What About The Flood?
Another frequent objection to an old earth lies with the apparently global scope of the Flood. But this argument, too, hardly seems watertight. For one thing, it fails to take into account that the ancients often spoke of localized or regional events in hyperbolic terms. One does not need to look too far for examples. Consider the following from the Old and New Testaments:
- Genesis 41:57 – “And all the countries came to Egypt to buy grain from Joseph, because the famine was severe in all the world.”
- 1 Kings 10:24 – “The whole world sought audience with Solomon to hear the wisdom God had put in his heart.”
- Luke 2:1 – “In those days Caesar Augustus issued a decree that a census should be taken of the entire world.”
- John 12:19 – “So the pharisees said to one another, ‘See, this is getting us nowhere. Look how the whole world has gone after him!”
- Acts 2:5 – “Now there were staying in Jerusalem God-fearing Jews from every nation under heaven.”
- Romans 1:8 – “First, I thank my God through Jesus Christ for all of you, because your faith is being reported all over the world.”
- Colossians 1:6 – “All over the world this gospel is beairng fruit and growing, just as it has been doing among you since the day you heard it and understood God’s grace in all its truth.”
The ancient Hebrews did not think of “the world” as being a spherical globe, as one would today. Rather, to say that God had “flooded the world” would be simply to say that God had “flooded the known world” or “the land”. Indeed, 2 Peter 3:6 reports that, “By these waters also the world of that time was deluged and destroyed. [emphasis added]”.
One feature of the Flood narrative, which is often overlooked, is the statement that“on the seventeenth day of the seventh month, the ark came to rest on the mountains of Ararat, [emphasis added]“. This stand in marked contrast with respect to the often quoted “the ark came to rest on Mount Ararat.”According to Armenian scholars, “the mountains of Ararat” cover an area of about 100,000 square miles of eastern Turkey, northern Iraq, western Iraq, and southern Russia.Since the focal point of the flood is Mesopotamia, it seems probable that the ark came to rest in the foothills of Ararat, which is just north of Ninivah. Moreover, it must be borne in mind, the Hebrew word for mountains, har, is a general term referring to any geologic relief, from a small hill up to a towering peak, which makes sense of Genesis 7:19, which reports that “They rose greatly on the earth, and all the high mountains under the entire heavens were covered.”

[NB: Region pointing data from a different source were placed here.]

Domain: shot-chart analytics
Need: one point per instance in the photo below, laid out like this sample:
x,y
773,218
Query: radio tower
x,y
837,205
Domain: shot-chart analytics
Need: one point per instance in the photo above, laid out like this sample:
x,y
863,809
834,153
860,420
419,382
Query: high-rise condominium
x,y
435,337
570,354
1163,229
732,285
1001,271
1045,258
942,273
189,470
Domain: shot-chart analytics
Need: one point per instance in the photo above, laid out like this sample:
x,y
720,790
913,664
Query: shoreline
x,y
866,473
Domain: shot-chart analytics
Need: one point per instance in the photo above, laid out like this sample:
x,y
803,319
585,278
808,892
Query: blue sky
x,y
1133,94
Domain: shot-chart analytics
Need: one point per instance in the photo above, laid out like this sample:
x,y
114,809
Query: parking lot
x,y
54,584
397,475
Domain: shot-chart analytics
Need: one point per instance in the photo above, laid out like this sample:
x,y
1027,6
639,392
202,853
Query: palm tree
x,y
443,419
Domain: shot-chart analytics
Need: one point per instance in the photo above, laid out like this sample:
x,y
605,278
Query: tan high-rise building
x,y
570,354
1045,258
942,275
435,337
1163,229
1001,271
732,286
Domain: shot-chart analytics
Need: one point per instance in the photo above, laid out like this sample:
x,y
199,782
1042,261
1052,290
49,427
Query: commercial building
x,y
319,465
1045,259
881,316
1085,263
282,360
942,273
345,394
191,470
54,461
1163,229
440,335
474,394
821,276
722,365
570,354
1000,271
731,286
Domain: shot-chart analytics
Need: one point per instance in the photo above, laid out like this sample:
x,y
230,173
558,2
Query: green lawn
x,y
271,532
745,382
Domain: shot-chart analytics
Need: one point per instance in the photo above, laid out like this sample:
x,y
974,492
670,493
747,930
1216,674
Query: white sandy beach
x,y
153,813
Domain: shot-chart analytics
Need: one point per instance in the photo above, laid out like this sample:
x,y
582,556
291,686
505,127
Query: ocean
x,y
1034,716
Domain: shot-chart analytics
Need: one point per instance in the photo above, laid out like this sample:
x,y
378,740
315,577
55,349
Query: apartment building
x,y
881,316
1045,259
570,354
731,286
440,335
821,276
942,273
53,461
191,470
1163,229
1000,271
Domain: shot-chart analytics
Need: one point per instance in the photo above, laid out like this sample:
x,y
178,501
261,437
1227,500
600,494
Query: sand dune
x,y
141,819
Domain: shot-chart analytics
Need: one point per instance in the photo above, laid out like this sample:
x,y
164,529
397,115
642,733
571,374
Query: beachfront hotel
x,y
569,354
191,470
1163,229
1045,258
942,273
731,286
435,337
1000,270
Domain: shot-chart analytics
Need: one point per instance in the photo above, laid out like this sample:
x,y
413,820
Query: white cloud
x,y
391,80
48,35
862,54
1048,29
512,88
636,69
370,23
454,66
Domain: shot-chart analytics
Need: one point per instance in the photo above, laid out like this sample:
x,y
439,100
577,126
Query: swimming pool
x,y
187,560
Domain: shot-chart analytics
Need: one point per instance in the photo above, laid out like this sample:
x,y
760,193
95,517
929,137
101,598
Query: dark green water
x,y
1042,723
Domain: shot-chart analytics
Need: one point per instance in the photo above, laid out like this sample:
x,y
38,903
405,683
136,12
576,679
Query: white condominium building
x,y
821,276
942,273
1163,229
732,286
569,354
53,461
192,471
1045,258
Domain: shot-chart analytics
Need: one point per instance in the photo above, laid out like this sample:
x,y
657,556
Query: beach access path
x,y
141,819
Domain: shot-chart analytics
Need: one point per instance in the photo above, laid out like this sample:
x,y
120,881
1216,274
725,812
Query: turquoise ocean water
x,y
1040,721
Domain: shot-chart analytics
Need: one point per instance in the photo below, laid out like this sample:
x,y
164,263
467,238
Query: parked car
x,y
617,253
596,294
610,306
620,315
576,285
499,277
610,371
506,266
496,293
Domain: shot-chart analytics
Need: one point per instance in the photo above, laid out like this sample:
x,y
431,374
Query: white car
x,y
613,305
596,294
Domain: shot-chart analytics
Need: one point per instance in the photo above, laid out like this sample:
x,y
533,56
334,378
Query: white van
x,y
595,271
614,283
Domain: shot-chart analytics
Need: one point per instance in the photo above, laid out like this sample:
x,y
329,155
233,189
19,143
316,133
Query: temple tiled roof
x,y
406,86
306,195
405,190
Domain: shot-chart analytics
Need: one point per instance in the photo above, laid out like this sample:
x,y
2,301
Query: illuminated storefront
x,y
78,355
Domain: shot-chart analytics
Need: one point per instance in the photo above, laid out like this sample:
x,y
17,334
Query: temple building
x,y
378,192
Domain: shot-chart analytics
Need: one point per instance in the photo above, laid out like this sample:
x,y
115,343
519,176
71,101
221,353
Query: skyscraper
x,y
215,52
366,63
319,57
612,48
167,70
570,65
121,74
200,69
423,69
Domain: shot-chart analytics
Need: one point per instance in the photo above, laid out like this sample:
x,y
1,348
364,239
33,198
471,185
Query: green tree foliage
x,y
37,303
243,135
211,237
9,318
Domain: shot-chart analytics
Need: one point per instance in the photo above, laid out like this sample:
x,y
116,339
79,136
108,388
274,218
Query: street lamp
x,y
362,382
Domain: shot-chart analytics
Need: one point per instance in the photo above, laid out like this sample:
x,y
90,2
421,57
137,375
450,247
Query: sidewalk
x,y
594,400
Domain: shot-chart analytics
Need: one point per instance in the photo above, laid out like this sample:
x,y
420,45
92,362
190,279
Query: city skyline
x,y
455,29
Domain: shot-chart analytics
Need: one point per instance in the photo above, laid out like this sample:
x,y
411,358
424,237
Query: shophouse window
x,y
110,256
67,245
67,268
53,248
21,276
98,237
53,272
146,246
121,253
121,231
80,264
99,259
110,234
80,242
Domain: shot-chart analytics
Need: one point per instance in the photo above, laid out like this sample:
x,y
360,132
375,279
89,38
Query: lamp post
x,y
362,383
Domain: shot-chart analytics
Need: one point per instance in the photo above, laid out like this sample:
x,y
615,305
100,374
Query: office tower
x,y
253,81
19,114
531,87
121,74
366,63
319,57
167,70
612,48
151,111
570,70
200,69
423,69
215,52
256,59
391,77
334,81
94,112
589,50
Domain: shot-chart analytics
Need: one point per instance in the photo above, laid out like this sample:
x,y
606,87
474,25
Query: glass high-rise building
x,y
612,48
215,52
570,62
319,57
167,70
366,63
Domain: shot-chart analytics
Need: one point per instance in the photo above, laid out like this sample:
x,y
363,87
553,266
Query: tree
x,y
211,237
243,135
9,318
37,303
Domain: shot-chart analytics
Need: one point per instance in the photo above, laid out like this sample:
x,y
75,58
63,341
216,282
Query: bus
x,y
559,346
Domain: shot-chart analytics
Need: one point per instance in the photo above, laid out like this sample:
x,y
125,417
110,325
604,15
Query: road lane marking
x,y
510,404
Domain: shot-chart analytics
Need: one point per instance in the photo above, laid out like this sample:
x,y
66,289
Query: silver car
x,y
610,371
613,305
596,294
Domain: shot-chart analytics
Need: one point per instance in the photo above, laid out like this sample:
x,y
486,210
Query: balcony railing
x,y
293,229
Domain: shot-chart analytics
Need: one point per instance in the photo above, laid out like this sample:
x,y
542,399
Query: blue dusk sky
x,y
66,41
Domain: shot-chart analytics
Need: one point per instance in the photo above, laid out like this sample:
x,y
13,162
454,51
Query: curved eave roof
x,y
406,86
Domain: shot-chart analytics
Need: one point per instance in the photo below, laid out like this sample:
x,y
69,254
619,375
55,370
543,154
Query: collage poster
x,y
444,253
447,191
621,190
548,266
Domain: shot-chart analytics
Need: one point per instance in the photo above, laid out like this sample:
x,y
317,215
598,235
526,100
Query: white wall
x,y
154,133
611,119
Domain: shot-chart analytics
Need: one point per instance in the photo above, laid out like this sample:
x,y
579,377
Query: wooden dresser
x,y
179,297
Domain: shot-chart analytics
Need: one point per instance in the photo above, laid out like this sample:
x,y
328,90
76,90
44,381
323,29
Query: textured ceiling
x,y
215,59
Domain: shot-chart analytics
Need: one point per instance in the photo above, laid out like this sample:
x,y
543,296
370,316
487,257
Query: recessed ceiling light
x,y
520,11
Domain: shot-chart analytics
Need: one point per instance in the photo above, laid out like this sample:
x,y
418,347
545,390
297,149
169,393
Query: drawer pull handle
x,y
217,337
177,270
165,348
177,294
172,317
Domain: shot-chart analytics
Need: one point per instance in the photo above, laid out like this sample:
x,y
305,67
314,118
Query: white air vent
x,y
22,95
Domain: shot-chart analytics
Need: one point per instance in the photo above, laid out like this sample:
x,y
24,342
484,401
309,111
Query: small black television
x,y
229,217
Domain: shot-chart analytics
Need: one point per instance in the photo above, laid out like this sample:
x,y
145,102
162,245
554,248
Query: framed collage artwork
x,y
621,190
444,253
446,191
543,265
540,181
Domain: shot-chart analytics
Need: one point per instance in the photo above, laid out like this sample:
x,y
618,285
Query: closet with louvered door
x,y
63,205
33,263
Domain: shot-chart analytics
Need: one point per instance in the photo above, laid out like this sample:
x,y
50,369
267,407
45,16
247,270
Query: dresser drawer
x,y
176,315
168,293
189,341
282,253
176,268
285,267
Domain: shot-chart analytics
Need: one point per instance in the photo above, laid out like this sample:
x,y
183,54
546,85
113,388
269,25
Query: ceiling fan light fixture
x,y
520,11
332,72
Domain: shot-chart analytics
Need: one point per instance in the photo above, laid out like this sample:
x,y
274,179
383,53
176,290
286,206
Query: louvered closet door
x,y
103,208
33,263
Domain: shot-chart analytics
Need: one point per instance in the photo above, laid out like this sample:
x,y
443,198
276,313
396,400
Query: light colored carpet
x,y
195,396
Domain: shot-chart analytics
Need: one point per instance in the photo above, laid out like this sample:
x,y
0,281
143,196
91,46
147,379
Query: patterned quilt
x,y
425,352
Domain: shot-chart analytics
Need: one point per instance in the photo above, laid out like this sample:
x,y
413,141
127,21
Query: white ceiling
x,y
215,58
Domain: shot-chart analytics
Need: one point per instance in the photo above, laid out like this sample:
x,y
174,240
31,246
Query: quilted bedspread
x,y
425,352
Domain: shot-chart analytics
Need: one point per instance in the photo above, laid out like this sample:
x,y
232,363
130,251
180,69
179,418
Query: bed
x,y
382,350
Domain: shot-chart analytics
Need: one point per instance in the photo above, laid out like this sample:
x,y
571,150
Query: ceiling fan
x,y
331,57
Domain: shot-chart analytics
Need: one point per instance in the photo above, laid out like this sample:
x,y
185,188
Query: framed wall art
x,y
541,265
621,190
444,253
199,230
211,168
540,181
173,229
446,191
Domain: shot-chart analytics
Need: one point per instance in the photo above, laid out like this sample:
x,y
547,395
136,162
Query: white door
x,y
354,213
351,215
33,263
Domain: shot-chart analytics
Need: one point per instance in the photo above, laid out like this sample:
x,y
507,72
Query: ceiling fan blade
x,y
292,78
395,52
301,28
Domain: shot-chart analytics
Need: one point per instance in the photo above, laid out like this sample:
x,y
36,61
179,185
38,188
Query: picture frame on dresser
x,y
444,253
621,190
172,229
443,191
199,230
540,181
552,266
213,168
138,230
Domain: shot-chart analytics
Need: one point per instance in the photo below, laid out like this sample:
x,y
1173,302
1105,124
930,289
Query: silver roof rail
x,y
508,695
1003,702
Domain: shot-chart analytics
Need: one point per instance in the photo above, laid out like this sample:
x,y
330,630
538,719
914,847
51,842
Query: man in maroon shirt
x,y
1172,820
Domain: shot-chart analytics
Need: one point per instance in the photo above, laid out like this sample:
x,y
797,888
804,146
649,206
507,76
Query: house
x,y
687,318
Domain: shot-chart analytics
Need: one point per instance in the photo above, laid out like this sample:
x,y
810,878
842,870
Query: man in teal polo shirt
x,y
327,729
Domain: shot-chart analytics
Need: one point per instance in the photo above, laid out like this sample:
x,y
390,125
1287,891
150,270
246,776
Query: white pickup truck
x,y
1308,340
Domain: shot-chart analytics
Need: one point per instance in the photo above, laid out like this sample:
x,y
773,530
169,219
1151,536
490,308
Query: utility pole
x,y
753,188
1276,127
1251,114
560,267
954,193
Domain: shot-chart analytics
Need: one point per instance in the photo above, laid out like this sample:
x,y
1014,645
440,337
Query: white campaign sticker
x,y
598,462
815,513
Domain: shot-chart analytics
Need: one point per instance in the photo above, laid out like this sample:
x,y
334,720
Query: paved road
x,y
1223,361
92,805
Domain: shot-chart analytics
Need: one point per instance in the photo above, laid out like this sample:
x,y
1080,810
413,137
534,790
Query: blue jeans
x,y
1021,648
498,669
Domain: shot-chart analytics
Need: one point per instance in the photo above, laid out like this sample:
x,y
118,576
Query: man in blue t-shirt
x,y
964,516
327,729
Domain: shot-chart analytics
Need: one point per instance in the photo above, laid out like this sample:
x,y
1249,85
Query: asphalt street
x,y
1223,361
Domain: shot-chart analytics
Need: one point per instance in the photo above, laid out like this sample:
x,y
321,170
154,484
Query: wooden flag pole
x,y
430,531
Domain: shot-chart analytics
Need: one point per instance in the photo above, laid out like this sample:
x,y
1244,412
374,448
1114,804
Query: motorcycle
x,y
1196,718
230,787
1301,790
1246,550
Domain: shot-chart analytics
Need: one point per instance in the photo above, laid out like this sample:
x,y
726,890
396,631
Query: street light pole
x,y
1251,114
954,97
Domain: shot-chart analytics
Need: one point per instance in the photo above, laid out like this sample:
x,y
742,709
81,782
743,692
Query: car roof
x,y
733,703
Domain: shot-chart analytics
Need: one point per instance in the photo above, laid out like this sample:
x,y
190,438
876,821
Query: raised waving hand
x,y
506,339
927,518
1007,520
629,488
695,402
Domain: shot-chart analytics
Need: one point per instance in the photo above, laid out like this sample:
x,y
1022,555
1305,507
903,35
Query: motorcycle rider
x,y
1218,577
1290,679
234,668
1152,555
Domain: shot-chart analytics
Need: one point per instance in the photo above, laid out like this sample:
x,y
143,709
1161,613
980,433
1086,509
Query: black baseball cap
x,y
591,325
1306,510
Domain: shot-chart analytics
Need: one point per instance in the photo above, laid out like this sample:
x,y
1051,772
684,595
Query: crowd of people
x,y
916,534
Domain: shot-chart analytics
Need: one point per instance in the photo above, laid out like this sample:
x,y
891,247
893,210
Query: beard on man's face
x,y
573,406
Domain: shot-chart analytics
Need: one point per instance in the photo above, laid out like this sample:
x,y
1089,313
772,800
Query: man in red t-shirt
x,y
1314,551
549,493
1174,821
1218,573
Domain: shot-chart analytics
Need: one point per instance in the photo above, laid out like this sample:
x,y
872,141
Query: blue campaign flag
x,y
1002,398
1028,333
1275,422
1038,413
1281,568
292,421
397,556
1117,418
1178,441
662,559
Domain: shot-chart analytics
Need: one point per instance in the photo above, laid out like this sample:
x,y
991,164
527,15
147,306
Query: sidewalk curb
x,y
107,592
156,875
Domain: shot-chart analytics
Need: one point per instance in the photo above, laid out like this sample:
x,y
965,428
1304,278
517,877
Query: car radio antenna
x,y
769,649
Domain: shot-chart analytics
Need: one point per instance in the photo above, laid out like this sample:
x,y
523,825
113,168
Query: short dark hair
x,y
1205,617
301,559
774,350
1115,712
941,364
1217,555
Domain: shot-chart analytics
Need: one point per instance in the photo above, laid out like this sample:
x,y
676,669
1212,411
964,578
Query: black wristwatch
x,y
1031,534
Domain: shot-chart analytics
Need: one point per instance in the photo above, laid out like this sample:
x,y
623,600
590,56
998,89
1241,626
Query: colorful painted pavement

In this short essay, I have hoped to show that, while Genesis 1 allows for the strict “seven-consecutive-24hour-day” interpretation, it does not demand that we take it that way. While one wants to be careful to consider all of Scripture, we must be similarly careful not to read beyond what the text actually says. While the issue of the age of the earth will undoubtedly continue to be a point of disagreement among Christians, it should not be made into a hill on which to die. It should not be a point over which the church should divide. As we read in Romans 14, “One person considers one day more sacred than another; another considers every day alike. Each of them should be fully convinced in their own mind. Whoever regards one day as special does so to the Lord.” Old earth and young earth advocates ought to unite under the banner which is the glorious Gospel of Christ. Salvation is not contingent on what one believes about the age of the earth. This article has not, of course, dealt with the larger issues of science, nor has it offered a scientific critique of the young-earth perspective. What I have hoped to show, however, is that the Bible is silent on matters concerning the age of the cosmos and world. We may thus turn to science and other realms of epistemology — engaging with them on their own terms — for the answers to these questions.